Steal my Upwork Pitch Letter that bagged me $300 on my first day on the website

Upwork. Look, I'm not going to do the whole "I'm a digital nomad" thing. I'm a housewife in San Diego with two kids and an husband. However, when I get up from my desk to the couch, throw a blanket over my legs and start typing on my fancy MacBook Pro, I feel like a digital nomad sometimes.

But that's not why you're here. You're here for the numbers, you see it. I bagged $300 on my FIRST DAY on Upwork. I never really took the website seriously and the FIRST DAY I tried, I knocked it out of the park swinging.

I need to preface that I am a writer, maybe you saw it on the front page? I'm a Copywriter. So, naturally, I thought that the competition was going to be fierce. I didn't have ANY reviews or recommendations and I sure as hell didn't have any Copy examples ready. I was on my own, for lack of a better term.

 So how did I do it?

I crafted a pitch letter that was short, sweet, and to the point. A pitch letter that took seconds to read but lasted in your mind. And this is how I wrote it.

 

Hello and good morning/afternoon (depending on where they are)

I would be perfect for your project! I have trained myself to write 2000 words in only 1 hour and would be able to present a finished blog post or Copy within 24 hours or less! I would love to show you what I can do! Let me know if we would be a great fit to work together! 

Thanks, all the best, Shaine Smith.

 

That's it. That's the letter.

Now I can hear it now: "Shaine, I can't write 2000 words an hour". First of all, skill issue. Second of all, yes you can, you're just going to... how do I say it... fan it out. The way you're going to word this, once they pick you for the project, is you're going to tell them "I take 1 to 2 hours to research your topic before I start writing." This gives you 2 hours of buffer time to not only do some actual quick research but jot some notes down about what you're going to write before you write it.

Any author or copywriter worth their salt writes notes before they write anyways.

Second, you're gonna write. And It's going to suck. Put on that 5-hour long YouTube documentary, I recommend this one, and start writing. It's called work for a reason.
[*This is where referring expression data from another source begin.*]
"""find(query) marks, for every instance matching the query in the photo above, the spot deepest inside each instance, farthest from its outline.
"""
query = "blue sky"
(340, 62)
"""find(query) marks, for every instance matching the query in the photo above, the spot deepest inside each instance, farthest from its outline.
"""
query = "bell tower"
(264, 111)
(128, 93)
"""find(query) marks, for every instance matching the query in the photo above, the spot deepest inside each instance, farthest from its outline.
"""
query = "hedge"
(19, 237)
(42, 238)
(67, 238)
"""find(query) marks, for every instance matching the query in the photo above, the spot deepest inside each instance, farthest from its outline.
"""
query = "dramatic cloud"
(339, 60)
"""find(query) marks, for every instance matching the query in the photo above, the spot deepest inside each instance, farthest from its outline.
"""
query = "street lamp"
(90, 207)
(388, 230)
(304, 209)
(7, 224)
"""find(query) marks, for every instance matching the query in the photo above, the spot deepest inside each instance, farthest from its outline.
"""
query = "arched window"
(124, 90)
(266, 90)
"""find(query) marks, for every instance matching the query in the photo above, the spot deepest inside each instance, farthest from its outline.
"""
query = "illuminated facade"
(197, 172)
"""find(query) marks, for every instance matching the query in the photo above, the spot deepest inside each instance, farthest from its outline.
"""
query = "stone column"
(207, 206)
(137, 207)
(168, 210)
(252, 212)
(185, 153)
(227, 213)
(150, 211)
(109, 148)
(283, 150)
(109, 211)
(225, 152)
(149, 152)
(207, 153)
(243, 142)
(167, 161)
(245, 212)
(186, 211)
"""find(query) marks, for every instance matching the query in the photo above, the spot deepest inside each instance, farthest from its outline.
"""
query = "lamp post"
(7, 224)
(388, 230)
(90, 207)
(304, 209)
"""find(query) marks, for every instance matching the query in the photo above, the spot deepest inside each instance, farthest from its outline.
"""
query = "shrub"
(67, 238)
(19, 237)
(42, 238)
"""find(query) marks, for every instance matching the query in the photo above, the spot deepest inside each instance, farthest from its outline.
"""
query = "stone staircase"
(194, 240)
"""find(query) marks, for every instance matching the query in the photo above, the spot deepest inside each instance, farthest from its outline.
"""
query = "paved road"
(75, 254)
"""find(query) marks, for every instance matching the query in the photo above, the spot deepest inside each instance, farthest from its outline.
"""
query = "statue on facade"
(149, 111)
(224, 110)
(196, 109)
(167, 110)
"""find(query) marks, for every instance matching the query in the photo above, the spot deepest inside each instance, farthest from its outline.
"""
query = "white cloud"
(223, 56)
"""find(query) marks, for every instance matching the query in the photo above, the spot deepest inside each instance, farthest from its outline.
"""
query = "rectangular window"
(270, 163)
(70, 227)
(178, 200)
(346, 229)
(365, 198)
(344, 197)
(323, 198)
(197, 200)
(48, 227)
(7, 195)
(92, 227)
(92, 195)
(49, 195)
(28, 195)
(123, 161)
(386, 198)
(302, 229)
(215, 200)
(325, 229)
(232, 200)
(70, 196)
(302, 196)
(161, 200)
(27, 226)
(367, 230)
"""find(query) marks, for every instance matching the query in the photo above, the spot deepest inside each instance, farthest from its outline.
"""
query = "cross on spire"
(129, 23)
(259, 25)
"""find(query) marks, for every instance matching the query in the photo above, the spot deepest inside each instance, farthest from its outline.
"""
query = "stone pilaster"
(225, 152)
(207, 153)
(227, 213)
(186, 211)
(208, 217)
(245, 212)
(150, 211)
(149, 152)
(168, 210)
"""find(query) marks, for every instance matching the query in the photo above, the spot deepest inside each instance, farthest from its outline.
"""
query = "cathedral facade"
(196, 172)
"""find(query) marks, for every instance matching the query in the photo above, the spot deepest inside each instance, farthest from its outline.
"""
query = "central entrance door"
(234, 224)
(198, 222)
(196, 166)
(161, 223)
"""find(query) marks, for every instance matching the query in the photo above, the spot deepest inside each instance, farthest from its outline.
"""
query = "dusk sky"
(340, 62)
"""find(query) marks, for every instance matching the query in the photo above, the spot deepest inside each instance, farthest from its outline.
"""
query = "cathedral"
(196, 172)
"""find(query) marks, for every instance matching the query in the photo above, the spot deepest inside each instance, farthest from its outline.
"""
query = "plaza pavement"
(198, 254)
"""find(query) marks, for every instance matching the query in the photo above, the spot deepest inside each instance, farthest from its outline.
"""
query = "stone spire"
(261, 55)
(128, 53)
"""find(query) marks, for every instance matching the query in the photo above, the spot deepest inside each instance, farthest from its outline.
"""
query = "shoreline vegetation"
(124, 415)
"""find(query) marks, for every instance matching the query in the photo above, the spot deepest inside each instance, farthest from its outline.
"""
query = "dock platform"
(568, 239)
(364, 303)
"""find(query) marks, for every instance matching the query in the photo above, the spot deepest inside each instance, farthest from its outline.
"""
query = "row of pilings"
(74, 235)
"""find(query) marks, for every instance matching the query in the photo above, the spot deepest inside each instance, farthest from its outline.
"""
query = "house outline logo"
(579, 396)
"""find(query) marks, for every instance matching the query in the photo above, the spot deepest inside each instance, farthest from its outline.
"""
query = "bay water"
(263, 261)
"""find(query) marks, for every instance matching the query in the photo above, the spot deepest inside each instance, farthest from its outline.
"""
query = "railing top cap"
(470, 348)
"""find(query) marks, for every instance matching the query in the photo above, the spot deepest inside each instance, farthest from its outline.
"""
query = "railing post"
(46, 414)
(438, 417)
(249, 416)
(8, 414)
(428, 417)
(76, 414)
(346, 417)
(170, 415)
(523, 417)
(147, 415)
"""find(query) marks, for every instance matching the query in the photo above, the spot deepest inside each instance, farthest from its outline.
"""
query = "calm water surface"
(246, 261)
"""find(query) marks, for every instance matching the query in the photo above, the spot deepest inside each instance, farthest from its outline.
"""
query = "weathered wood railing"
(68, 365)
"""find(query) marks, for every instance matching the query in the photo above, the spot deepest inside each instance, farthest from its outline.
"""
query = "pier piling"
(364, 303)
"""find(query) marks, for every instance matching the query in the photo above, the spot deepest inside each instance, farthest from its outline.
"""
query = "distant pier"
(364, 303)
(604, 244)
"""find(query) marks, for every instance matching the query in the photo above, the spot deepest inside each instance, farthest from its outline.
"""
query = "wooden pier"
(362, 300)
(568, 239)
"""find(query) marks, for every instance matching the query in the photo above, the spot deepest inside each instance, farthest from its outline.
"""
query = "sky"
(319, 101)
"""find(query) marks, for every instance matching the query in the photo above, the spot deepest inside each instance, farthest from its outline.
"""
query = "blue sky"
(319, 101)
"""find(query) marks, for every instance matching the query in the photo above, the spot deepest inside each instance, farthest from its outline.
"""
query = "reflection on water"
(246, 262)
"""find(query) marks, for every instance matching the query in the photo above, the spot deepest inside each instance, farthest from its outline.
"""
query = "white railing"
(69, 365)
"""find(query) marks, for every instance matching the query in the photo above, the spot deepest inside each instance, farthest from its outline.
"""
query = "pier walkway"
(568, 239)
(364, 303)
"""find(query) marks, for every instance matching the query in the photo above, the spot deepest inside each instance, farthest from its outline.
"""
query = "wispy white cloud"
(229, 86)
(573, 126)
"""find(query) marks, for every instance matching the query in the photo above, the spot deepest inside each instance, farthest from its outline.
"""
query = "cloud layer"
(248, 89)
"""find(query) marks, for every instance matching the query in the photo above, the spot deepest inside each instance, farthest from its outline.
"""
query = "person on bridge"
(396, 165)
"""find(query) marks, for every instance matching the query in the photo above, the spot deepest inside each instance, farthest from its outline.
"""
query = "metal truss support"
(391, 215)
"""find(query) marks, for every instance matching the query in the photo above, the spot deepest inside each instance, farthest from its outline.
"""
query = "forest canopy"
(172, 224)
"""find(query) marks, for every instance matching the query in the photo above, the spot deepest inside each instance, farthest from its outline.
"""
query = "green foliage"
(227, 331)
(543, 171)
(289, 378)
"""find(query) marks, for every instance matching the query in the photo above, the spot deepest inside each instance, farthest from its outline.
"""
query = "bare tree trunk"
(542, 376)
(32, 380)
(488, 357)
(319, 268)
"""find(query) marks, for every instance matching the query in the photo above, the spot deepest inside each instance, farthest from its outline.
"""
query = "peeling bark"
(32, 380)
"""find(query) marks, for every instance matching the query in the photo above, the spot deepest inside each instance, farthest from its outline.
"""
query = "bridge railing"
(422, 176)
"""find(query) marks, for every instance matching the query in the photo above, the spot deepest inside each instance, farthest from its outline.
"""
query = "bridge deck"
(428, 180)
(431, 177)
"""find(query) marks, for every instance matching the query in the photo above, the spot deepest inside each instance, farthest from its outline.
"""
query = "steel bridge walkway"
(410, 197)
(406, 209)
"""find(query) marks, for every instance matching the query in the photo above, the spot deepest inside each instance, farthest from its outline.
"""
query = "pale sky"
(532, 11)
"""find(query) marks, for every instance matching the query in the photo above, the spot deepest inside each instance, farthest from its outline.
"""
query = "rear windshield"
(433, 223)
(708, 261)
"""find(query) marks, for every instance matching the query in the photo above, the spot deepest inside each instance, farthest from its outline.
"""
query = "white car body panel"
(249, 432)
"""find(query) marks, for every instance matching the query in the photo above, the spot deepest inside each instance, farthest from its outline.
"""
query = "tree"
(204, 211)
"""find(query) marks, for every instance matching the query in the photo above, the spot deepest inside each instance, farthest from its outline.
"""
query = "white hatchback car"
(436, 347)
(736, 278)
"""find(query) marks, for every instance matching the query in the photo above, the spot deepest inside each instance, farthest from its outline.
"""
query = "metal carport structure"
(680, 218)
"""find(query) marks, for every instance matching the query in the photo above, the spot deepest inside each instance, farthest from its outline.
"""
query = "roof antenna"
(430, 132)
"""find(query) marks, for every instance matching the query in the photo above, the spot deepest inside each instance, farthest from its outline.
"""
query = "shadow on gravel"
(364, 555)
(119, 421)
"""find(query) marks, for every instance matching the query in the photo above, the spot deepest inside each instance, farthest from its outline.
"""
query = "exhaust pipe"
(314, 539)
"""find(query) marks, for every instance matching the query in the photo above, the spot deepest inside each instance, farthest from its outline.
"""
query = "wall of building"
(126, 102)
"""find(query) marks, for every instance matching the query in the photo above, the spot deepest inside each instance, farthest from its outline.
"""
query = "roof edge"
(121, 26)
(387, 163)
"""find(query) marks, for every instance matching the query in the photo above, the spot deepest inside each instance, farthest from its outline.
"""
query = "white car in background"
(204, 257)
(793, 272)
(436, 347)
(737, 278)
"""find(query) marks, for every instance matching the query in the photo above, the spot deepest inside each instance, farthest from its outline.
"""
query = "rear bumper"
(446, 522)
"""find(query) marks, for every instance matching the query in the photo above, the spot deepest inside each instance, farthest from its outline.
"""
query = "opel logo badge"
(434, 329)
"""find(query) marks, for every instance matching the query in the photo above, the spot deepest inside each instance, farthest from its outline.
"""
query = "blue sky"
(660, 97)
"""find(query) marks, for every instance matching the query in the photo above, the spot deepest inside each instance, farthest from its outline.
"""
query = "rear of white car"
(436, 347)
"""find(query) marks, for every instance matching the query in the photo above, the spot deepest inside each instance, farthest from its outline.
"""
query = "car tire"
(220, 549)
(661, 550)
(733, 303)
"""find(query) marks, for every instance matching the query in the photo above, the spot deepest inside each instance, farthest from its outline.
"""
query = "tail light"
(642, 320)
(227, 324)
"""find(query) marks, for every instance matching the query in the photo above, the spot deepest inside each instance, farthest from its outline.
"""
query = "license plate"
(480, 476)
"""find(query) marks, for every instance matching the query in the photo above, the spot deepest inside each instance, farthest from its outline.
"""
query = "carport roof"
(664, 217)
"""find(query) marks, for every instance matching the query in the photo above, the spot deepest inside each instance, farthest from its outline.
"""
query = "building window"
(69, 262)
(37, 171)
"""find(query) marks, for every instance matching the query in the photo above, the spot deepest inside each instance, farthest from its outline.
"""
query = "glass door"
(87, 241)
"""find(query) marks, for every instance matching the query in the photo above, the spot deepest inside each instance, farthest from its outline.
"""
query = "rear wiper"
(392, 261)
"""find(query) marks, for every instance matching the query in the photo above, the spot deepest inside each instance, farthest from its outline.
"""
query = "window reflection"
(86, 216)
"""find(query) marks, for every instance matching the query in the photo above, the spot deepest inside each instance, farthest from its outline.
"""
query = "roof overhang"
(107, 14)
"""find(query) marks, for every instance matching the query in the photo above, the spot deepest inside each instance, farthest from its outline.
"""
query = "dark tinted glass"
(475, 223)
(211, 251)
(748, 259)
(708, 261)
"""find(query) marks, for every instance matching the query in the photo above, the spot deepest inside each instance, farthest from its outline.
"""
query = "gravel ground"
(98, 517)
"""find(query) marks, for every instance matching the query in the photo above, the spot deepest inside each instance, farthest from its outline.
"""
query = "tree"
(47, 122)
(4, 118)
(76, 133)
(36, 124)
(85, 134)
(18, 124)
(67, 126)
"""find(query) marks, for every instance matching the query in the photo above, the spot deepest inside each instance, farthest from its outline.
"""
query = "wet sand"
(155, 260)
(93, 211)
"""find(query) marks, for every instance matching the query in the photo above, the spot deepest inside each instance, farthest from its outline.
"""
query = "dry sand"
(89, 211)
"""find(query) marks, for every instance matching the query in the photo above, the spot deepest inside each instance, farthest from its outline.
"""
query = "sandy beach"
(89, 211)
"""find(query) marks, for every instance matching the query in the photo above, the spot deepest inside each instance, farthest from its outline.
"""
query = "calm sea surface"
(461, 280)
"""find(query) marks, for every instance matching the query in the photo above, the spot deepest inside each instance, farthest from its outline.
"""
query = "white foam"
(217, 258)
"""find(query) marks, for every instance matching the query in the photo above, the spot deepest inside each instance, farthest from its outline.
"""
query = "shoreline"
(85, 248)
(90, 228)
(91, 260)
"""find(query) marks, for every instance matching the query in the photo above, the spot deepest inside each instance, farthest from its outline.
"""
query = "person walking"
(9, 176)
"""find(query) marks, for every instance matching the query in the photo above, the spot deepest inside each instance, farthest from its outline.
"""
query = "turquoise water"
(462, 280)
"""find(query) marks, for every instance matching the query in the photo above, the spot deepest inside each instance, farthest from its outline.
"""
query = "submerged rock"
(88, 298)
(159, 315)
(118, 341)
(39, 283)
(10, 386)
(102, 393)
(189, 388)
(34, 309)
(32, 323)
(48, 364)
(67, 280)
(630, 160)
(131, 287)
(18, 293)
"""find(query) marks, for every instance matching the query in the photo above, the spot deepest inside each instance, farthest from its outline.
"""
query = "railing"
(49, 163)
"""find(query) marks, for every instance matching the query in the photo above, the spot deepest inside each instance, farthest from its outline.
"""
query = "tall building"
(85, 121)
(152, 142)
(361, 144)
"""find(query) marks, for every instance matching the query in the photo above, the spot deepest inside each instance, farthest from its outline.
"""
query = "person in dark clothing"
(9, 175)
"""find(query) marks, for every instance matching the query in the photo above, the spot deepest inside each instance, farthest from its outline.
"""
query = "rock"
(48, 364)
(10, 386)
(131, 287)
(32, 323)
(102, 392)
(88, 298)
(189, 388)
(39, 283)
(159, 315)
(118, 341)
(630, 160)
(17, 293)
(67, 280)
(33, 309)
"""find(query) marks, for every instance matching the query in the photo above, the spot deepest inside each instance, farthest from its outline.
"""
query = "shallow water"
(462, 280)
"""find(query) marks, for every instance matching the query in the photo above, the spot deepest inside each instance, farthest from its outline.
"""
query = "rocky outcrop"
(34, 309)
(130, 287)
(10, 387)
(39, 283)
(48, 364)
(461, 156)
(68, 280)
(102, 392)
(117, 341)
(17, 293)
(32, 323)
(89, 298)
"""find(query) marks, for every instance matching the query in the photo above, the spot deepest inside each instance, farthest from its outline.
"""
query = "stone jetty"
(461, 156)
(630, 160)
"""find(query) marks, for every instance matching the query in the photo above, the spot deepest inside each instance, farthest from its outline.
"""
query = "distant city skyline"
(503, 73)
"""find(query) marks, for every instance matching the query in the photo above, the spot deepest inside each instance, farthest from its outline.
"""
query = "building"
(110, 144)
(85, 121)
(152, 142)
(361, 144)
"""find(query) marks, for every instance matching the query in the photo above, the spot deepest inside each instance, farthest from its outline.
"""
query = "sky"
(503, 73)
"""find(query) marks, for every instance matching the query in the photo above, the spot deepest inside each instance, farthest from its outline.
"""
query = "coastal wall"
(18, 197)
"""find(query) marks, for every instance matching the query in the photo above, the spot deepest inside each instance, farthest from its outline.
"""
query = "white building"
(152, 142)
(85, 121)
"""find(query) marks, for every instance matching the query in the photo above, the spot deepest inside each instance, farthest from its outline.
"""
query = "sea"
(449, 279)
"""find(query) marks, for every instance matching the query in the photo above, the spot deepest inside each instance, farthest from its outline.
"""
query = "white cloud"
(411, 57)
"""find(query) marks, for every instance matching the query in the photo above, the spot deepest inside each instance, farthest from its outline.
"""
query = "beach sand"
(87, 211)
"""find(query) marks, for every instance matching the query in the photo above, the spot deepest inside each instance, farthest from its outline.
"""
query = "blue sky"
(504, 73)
There's no such thing as getting a job and sitting around until you're paid, you gotta write and you gotta do it.

And then after you're done writing like your life depended on it, you're going to submit it into the messages for review just in case they need a revision. Because if they need a revision and you just submitted it willy nilly, they are going to be mad and pissy and we don't want that. We want happy entrepreneurs that are going to use our Copy we wrote them (and pay us).

Remember, keep it short, keep it classy in the pitch, and don't lie about the 2000 words if you don't want to, but DO REMEMBER you do have options.